In the Academy, Pif was taught a life meant nothing. Like weapons, gold, jewelry, men, a life was a thing you just took, in exchange for more power. The life was worth the amount of power it granted her--nothing more, nothing less. You could do little to add value to your life, so attachments, personal wealth, and other material belongings were useless; you could merely wait for the time when your life could be taken to enrich that of another. At times, she sought comfort in the simplicity of this. Why worry about the life being taken, if its only value was the power it could provide her? It was almost an honor to be taken thusly; for many people provided more power in death, than they had ever been able to provide in life.

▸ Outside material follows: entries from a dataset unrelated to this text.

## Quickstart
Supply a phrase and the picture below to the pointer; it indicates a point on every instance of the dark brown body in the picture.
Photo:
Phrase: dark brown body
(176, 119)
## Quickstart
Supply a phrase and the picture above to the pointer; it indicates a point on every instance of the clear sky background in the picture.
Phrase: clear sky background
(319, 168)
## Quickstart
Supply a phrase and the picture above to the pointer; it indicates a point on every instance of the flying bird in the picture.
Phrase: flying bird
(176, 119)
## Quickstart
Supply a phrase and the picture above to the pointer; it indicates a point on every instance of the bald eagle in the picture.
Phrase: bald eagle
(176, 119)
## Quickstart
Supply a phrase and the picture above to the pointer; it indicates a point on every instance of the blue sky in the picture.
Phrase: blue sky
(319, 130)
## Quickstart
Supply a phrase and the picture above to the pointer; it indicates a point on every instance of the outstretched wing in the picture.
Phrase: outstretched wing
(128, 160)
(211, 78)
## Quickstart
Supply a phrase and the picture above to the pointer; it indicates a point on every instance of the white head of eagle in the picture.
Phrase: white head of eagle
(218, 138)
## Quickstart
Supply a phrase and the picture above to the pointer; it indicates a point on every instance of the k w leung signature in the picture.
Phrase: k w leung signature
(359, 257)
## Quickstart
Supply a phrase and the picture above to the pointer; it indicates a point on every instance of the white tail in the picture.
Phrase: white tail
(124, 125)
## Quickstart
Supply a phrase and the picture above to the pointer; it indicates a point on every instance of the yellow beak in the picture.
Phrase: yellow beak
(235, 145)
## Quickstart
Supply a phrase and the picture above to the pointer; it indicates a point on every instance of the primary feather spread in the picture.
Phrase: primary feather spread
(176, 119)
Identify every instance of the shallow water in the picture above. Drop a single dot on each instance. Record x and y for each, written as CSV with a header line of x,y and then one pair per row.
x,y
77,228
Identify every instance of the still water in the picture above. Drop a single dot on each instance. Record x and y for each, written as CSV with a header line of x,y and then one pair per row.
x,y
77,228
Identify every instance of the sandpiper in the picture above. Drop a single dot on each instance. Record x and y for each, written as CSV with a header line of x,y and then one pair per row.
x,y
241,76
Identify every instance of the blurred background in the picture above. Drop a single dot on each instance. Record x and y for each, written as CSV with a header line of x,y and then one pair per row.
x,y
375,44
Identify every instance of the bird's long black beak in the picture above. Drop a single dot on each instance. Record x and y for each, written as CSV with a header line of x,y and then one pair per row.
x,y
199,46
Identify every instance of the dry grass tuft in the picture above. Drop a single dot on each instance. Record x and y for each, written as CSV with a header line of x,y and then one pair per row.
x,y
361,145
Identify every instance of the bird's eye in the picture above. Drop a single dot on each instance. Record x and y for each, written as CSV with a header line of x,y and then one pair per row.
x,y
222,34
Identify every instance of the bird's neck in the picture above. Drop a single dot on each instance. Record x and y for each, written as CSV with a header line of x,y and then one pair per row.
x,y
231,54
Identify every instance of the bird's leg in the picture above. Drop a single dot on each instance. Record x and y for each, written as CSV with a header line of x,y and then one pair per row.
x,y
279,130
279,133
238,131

As she grew older, however, she cooled on this idea. Admittedly a portion of this was selfish (try as she might, she was not enthusiastic about the idea that another could at random decide it was her time to die, for no reason other than their convenience), but in seeing the grieving families, the cold, lifeless eyes that always stared at her, almost accusingly, as she took those lives for her own benefit…she felt herself straying from the path. Though of course she’s always said it was the litany of rules that caused her to finally leave the Academy (after all, Rule 2 was always, never show your true feelings), in truth? She grew tired of the killing. She was tired of the lifeless eyes and the eyes red with pain and tears. She wanted to see what else was out there. She wanted to feel for someone the same way these families seemed to feel for her targets; she wanted to be missed just as strongly. She had been taught that such attachments were dangerous, even deadly -- but she wanted to see for herself, nonetheless. Surely there was a reason why people sought out such attachments; they could not be all bad.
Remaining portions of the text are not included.